¿Quién hará los dulces de los conventos si echamos a las inmigrantes?

La Caja Negra

Hay una misión no organizada pero de importancia máxima: las monjas africanas que salvan muchos conventos

Los lobos aúllan en Sevilla

La Sevilla yacente

Religiosas elaboran dulces en el patio de un convento de Sevilla.
Religiosas elaboran dulces en el patio de un convento de Sevilla. / M. G.

Son las ocho de la mañana. El cura dice misa en un ambiente de absoluta paz. Hay solo tres feligreses. En el presbiterio, además del sacerdote, hay diez religiosas. Cinco a un lado y cinco al otro. Nueve son africanas y una, la de mayor edad, es española. Se han levantado a las seis y cuarto de la mañana a golpe de campana. Rezan, lavan y planchan, hacen la comida del día, elaboran los dulces que venden en el torno, cuidan que no falte de nada en la despensa, mantienen la iglesia abierta al culto, vuelven a rezar, recogen ropa usada que distribuyen entre necesitados... Cada vez hay más cola de visitantes para comprar la repostería. La lista de productos es muy variada. Muchos turistas compran los almendrados, las yemas, los bollitos con matalahúva, los naranjitos, el turrón... En la radio hay un debate sobre inmigración. Alguien expone que el Partido Popular está en el difícil terreno de situarse entre los que defienden que haya papeles para todos y los que amagan con expulsiones masivas. Algún parlante despotrica del discurso xenófobo del partido catalán emergente. El caso es que hay tres millones de inmigrantes en España que contribuyen al mantenimiento de la Seguridad Social y del sistema de las pensiones. ¿Cuál sería el efecto inmediato de una salida masiva? Una tragedia económica en general y miles de dramas particulares. Sin religiosas africanas, muchos conventos echarían el cierre, muchos de esos monasterios que son historia y orgullo de tantos sevillanos se quedarían sin vida. La realidad es que las españolas no pueblan las celdas. Han de venir de fuera para que sigamos disfrutando de la riqueza espiritual de esas misas al alba, de las yemas de San Leandro y de toda esa lista de manjares que evocan tantas festividades solemnes. Sin africanas, no habría alfajores amarguillos, yemas de batata, tortas, bienmesabes... No habría tantos tornos, cerraría un número importante de conventos. Ellas están salvando desde hace años uno de los mejores patrimonios de Sevilla: los conventos. Ellas están sacando adelante las hospederías, los obradores, las lavanderías y la gestión de los salones que ceden para celebraciones, todo lo cual les permite obtener beneficios para sobrevivir. Porque en muchos conventos se sobrevive a duras penas, cosa mayoritariamente ignorada por los sevillanos. ¡Cuántos sevillanos ayudan a muchas monjas de clausura en silencio y con una silenciosa discreción!

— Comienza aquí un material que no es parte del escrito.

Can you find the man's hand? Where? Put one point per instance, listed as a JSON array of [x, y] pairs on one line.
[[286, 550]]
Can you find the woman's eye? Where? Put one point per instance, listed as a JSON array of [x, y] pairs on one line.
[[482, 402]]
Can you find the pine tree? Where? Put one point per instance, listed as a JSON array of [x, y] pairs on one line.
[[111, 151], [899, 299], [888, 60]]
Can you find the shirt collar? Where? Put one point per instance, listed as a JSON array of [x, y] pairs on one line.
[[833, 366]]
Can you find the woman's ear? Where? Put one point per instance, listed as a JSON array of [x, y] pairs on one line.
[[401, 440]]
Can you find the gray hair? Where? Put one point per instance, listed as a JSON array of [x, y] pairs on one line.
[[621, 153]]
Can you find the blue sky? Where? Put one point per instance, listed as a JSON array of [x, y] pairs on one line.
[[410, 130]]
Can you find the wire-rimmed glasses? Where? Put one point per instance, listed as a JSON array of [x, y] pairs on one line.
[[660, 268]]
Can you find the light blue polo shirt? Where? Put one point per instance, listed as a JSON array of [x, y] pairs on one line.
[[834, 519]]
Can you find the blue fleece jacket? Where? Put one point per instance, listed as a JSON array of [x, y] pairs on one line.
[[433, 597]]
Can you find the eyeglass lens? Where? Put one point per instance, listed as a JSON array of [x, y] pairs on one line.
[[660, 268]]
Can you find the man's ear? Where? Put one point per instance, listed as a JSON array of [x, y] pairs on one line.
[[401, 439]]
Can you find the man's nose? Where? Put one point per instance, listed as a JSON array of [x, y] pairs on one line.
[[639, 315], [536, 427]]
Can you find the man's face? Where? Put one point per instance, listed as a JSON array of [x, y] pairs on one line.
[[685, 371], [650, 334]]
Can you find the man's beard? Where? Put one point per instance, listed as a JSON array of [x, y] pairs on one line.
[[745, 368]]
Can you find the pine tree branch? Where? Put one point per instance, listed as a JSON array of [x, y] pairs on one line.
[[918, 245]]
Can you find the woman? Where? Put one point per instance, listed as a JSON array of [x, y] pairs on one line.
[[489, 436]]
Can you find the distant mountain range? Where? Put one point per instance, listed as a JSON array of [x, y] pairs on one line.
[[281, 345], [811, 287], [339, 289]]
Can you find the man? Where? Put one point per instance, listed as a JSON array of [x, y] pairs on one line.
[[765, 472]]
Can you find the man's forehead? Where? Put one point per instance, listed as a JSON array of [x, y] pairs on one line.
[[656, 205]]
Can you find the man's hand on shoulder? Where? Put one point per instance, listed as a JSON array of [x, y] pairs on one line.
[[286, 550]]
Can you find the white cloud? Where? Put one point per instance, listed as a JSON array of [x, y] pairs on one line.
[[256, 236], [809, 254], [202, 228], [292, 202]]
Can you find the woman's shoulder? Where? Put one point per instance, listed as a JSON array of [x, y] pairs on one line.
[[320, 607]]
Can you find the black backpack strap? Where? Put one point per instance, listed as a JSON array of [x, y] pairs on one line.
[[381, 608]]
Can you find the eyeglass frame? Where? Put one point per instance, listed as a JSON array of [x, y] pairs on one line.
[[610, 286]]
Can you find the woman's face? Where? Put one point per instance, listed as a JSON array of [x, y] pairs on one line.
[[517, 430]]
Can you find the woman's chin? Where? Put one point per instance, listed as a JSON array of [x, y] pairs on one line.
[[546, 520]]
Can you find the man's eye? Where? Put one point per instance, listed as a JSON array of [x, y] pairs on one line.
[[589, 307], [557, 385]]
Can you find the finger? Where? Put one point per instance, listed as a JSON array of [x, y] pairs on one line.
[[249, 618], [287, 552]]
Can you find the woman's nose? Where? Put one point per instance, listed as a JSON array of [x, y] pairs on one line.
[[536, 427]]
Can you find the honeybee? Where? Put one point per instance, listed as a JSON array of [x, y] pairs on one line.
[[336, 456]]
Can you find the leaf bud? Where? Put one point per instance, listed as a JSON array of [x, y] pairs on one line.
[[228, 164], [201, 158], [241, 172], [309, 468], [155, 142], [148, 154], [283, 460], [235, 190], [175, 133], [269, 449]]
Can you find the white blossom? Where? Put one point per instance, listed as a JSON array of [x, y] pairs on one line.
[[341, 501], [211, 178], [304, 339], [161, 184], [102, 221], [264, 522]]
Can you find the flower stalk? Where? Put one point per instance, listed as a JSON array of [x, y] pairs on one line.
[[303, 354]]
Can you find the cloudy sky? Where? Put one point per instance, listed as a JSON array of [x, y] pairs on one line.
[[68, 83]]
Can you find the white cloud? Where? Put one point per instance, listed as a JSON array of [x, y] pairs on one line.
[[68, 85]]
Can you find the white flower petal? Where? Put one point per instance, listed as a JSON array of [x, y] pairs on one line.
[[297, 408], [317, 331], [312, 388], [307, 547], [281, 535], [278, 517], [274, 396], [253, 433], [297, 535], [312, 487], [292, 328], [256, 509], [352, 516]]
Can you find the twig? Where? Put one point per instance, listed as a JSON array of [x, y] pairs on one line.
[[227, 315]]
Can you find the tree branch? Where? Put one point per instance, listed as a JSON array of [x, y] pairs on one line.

Cada cierto tiempo hay programas electorales que prometen la apuesta por los monasterios, por su inclusión en rutas turísticas y por la concesión de ayudas a la conservación del patrimonio. La verdad es que la mayoría de las congregaciones tiran de benefactores para las obras importantes (pedid y se os dará) y de sus labores para ganarse el pan de cada día.

"¿Qué utilidad tienen la vida contemplativa de tantas monjas?", preguntó alguien con impertinencia. Y aprendimos de una gran respuesta. "Alguien tiene que rezar por el mundo mientras los demás andamos en la vorágine. Y fíjate si es útil que hace posible que lleves zampadas cuatro yemas". Hay una especie de misión que lleva años en marcha, que no responde a una organización concreta, sino a un movimiento natural y saludable. Es una suerte de misión africana. No hay pasos en la calle, ni música, ni actos especiales. Se trata de la llegada de decenas de monjas que vienen a Sevilla y hacen posible la subsistencia de muchos conventos. Una inmigración ordenada, productiva y en la que solo encontramos sonrisas, amabilidad, ternura y un tacto digno de reconocimiento. Nunca chirrían.

La misa termina. Llega una furgoneta de la que extraen cajas con alimentos con destino al patio del convento. Abre el torno. "Ave María Purísima". Suena una campana, alguien deposita una bolsa con ropa. "Está lavada y planchada, hermana. Para quien la necesite". La monja asiente y dedica una sonrisa de alegría. No debe hablar español, porque evita pronunciar una palabra, pero sabe hacer yemas. Vino a Sevilla con la esperanza de encontrar una vida mejor. Y quizás no termine de saber hasta qué punto sus manos contribuyen a seguir haciendo la mejor Sevilla. Y a rezar mientras los demás estamos en la bulla de la vida cotidiana. Sin africanas, no habría ese paraíso sevillano que son los conventos. Quedarían los edificios sin alma, los patios sin vida, las campanas mudas, un museo en el mejor los casos.